Mais nous risquons de basculer dans une situation un peu hystérique, dans cette recherche du « plus blanc que blanc », dans cet emballement d’une logique vers le refus de toute émission de CO2 (« logique d’une idée », la façon dont la philosophe Hannah Arendt définissait l’idéologie). D’où un second constat : à tout remettre en question, nous risquons de négliger les possibilités des énergies renouvelables, de les empêcher de se développer, de tuer ce potentiel incroyable pour un écologiste investi. En effet, que découvrons-nous, étonnés ? Que toute activité humaine génère du déchet ? Voila qui est nouveau ! Sauf que certaines en produisent moins que d’autre, et c’est cela qui m’intéresse, en tant qu’écologiste. Effectivement, quand le vent est insuffisant, il faut des centrales pour produire de l’électricité. Mais quand il y a du vent…

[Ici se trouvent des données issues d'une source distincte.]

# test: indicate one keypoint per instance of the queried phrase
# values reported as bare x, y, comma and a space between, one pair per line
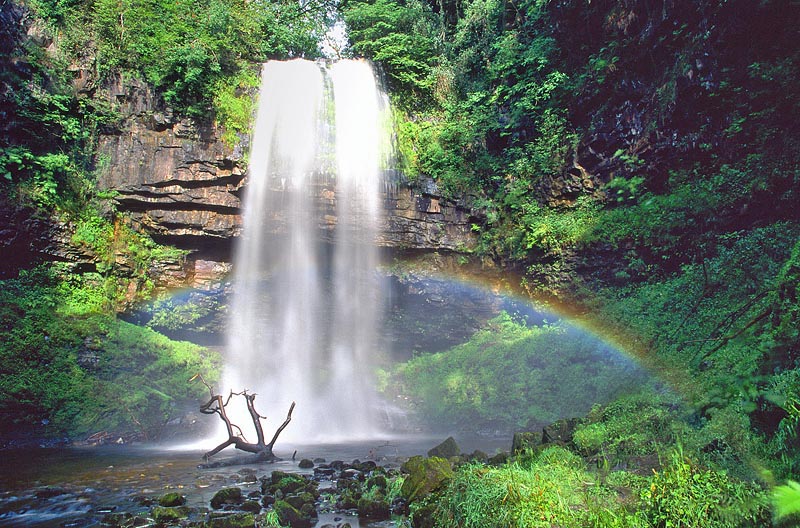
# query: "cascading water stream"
306, 294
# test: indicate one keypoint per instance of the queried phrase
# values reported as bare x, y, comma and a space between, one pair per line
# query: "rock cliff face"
176, 179
174, 176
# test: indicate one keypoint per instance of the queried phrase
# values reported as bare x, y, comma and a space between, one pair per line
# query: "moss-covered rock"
374, 509
424, 476
172, 499
447, 449
251, 506
525, 440
233, 520
226, 496
163, 514
291, 516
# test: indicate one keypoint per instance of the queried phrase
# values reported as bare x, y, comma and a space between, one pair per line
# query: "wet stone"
251, 506
163, 514
172, 499
233, 520
226, 496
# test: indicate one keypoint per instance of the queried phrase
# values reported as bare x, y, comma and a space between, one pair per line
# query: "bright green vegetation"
671, 135
70, 365
553, 487
547, 373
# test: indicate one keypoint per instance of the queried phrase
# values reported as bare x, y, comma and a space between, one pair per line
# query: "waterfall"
307, 298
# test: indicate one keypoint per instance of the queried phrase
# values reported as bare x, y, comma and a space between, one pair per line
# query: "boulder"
447, 449
233, 520
163, 514
172, 499
226, 496
374, 509
424, 476
291, 516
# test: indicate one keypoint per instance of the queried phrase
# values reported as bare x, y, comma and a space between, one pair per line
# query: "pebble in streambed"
326, 495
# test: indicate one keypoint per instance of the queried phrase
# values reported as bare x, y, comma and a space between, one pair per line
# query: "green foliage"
549, 489
194, 59
234, 105
70, 368
536, 365
684, 494
786, 500
638, 425
400, 35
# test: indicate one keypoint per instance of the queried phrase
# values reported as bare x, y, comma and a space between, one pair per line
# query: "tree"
216, 405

Troisième constat : compte tenu de ce que l’on sait, peut-être faut-il s’occuper de la consommation d’énergie (la demande) davantage que de sa production (l’offre). Deux raisons à ce constat. D’une part, nous ne saurons peut-être jamais définir clairement les « bilans carbone » des différentes énergies, tant les groupes de pression hostiles ou favorables sont nombreux, tant les experts divergent et tant les situations doivent varier. D’autre part, l’évolution du prix du baril de pétrole le montre, nous ne pouvons exclure des situations de pénurie d’énergie, qui fassent exploser les prix de l’énergie et mettent en péril la vie des populations, notamment les plus fragiles. En effet, nos sociétés ont de plus en plus besoin d’énergie, parce qu’il y a une croissance démographique forte (6 milliards d’habitants aujourd’hui, contre 1,6 milliards en 1900) et parce qu’elles consomment davantage. Sans énergie, pas de chauffage, pas de lumière, pas d’appareils, etc.

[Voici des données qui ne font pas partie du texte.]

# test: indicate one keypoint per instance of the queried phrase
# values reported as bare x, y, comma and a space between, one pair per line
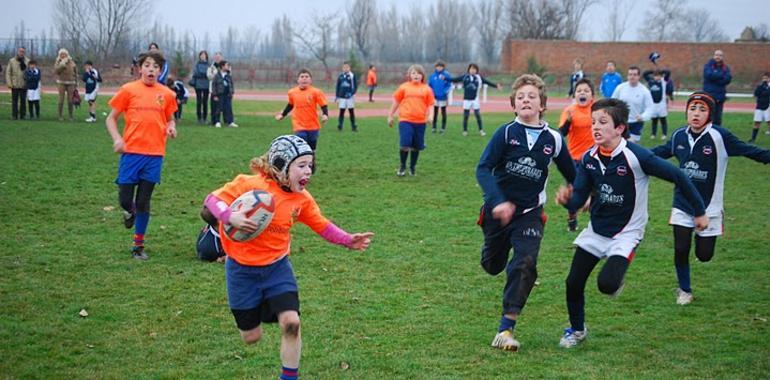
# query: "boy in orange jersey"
371, 81
148, 110
414, 102
575, 126
303, 100
261, 286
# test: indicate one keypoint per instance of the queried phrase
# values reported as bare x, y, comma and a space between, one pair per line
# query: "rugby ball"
260, 207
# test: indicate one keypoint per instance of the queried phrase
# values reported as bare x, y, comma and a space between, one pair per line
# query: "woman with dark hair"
201, 84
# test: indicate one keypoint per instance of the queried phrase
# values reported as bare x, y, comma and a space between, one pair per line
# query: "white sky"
197, 16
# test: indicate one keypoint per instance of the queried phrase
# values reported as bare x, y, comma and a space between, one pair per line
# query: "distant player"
662, 91
702, 150
617, 173
513, 172
472, 83
414, 101
304, 101
148, 110
440, 83
762, 110
261, 286
347, 85
575, 126
639, 102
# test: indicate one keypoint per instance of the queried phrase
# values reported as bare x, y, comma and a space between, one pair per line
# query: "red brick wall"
746, 60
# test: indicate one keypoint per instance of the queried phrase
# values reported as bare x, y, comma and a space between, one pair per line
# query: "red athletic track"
495, 103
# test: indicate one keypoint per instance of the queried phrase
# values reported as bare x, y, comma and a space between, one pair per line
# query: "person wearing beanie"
702, 149
261, 286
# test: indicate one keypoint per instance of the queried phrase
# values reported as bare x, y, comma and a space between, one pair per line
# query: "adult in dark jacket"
200, 82
716, 77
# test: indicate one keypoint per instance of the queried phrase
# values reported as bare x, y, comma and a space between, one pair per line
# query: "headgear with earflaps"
701, 98
283, 151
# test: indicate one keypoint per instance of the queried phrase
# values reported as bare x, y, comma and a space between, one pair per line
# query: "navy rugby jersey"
620, 187
704, 160
514, 165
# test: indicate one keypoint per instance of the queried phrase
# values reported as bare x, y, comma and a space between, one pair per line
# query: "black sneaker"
138, 253
572, 224
128, 219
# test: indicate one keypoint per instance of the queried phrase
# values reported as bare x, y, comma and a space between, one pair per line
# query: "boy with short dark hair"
32, 78
615, 173
92, 78
347, 85
762, 111
148, 108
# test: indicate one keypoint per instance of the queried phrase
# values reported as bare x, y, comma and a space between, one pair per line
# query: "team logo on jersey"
606, 195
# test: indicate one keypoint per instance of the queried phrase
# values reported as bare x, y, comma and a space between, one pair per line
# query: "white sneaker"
504, 340
572, 337
682, 297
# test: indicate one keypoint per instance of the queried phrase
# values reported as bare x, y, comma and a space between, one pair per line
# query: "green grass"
415, 305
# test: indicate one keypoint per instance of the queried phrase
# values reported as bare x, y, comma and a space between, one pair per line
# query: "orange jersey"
413, 101
146, 111
275, 241
305, 113
579, 138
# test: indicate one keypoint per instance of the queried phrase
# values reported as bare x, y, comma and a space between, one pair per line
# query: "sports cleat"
682, 297
128, 219
571, 224
504, 340
138, 253
572, 337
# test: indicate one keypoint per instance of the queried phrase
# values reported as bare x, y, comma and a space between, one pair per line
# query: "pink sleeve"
218, 208
336, 235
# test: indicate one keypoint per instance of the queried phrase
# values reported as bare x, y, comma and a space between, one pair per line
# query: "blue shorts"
310, 137
636, 128
249, 286
134, 167
411, 135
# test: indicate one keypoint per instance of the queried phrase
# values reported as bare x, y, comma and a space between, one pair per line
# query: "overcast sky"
197, 15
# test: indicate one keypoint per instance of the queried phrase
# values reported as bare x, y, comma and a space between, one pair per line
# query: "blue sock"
142, 220
289, 373
506, 324
683, 275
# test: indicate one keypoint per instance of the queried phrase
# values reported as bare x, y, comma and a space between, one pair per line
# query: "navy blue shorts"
250, 286
636, 128
311, 137
411, 135
135, 167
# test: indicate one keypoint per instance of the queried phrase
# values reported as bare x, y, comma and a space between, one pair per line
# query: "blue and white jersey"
514, 165
619, 184
703, 158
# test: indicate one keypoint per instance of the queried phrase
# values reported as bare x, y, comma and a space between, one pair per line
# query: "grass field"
415, 305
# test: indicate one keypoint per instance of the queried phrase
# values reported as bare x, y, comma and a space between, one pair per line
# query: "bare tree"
662, 22
100, 25
318, 36
617, 19
703, 27
574, 10
361, 21
488, 24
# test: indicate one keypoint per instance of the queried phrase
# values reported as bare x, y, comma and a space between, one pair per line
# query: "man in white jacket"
639, 100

Quatrième constat : dans un premier temps, au lieu de penser les énergies renouvelables comme substitution aux énergies actuelles, mieux vaut pour l’instant les considérer comme addition. Les technologies propres n’en sont qu’à leur démarrage : en 2004, elles ne représentaient que 13,7% de la consommation totale d’énergie. Il faut encore les expérimenter et les développer. Par exemple, les biocarburants de deuxième génération pourraient être plus satisfaisants que ceux de première génération.